0

I am playing with Amazon Managed Workflows for Apache Airflow (MWAA) for the first time, so I could be missing some basics.

If I had a python application, which I had organised/spread across 2 files/scripts so it looked like this:

my_script_1.py

import my_script_2

print('This is script 1')
my_script_2.print_me()

my_script_2.py

def print_me():
    print('I am script 2')

When this runs locally I get:

% python my_script_1.py
This is script 1
I am script 2

How would I deploy/organise this for MWAA if I want to run my_script_1.py and have it call/invoke my_script_2.py?

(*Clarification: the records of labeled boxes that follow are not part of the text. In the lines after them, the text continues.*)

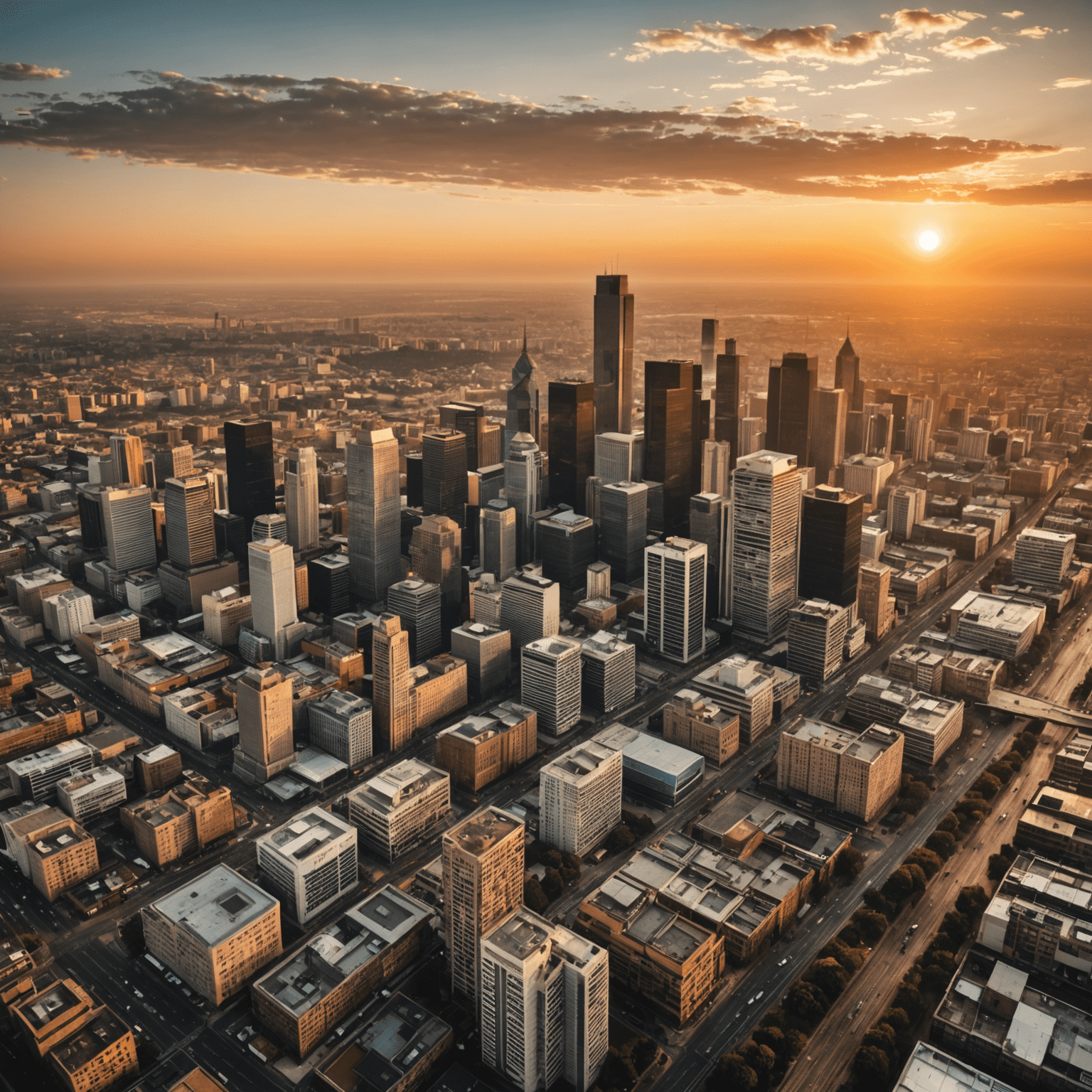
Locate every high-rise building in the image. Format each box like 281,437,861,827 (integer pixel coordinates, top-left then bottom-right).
345,428,402,605
796,485,864,607
644,537,709,664
441,807,524,1004
235,667,296,784
548,379,595,515
98,485,156,572
284,448,319,550
481,906,611,1092
478,499,518,581
224,417,277,530
255,807,359,925
599,481,648,583
420,428,467,526
732,451,801,642
592,274,633,432
248,538,301,660
538,737,623,856
644,360,701,534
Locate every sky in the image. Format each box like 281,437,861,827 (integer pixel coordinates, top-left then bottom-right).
0,0,1092,286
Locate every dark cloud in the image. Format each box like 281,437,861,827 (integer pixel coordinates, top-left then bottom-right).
0,61,70,82
0,73,1088,203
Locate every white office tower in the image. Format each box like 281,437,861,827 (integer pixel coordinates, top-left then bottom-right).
481,906,611,1092
505,432,544,564
520,636,581,736
307,690,373,770
41,587,95,641
644,537,709,664
500,572,562,648
732,451,801,642
595,432,644,485
257,807,358,925
478,500,515,583
100,485,156,572
538,736,625,856
284,448,319,550
701,440,732,497
248,538,302,660
1012,528,1076,587
345,428,402,605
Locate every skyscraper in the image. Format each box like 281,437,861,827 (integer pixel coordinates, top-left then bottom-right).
224,417,277,530
284,448,319,550
592,274,633,432
548,379,595,515
441,807,524,1004
644,537,709,664
732,451,801,641
345,428,402,604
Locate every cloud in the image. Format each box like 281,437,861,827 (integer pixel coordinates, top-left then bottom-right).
891,8,986,38
0,61,71,82
626,23,887,65
933,37,1008,61
0,69,1078,204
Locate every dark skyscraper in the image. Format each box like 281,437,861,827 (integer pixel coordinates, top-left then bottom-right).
593,274,633,432
644,360,701,535
548,379,595,515
796,485,865,607
224,417,277,533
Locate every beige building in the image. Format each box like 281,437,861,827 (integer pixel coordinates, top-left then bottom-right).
778,717,903,823
664,690,739,766
141,865,281,1005
442,808,524,1002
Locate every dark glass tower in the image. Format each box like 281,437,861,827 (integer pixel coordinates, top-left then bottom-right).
796,485,865,607
224,417,277,533
548,379,595,515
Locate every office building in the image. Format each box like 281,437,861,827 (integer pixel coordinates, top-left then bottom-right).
481,906,611,1092
345,428,402,605
732,451,801,642
451,621,512,701
546,379,595,514
235,667,296,784
778,717,903,823
599,481,648,583
224,417,277,530
255,807,358,925
436,701,538,793
252,884,434,1060
348,758,451,860
538,729,623,857
592,274,633,432
644,538,709,664
520,636,581,736
663,689,739,766
141,865,281,1005
307,690,371,770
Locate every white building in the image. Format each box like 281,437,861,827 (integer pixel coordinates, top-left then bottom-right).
538,729,623,856
481,906,611,1092
255,807,357,925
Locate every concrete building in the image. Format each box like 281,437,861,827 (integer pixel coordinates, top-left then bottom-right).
255,807,359,925
778,717,903,823
348,758,451,860
141,865,281,1005
663,690,739,766
538,737,623,856
481,906,611,1092
520,636,581,736
251,884,434,1060
434,701,538,793
441,807,524,1005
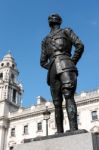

If I turn my_script_1.py into a DAG and upload the DAG to the DAG folder on my S3 bucket, how do I provide my_script_2.py to MWAA.

my_script_2.py:

  1. is not a python library on a library repo like pypi.org
  2. is not a wheel file Python wheels (.whl)
  3. is not a hosted on a private PyPi/PEP-503 Compliant Repo on your environment

I got that list from Python dependencies overview.

Is the solution to just upload my_script_2.py into the DAG folder on my S3 bucket, and expect MWAA to replicate my_script_2.py to a location/path which my_script_1.py will have access to at run time?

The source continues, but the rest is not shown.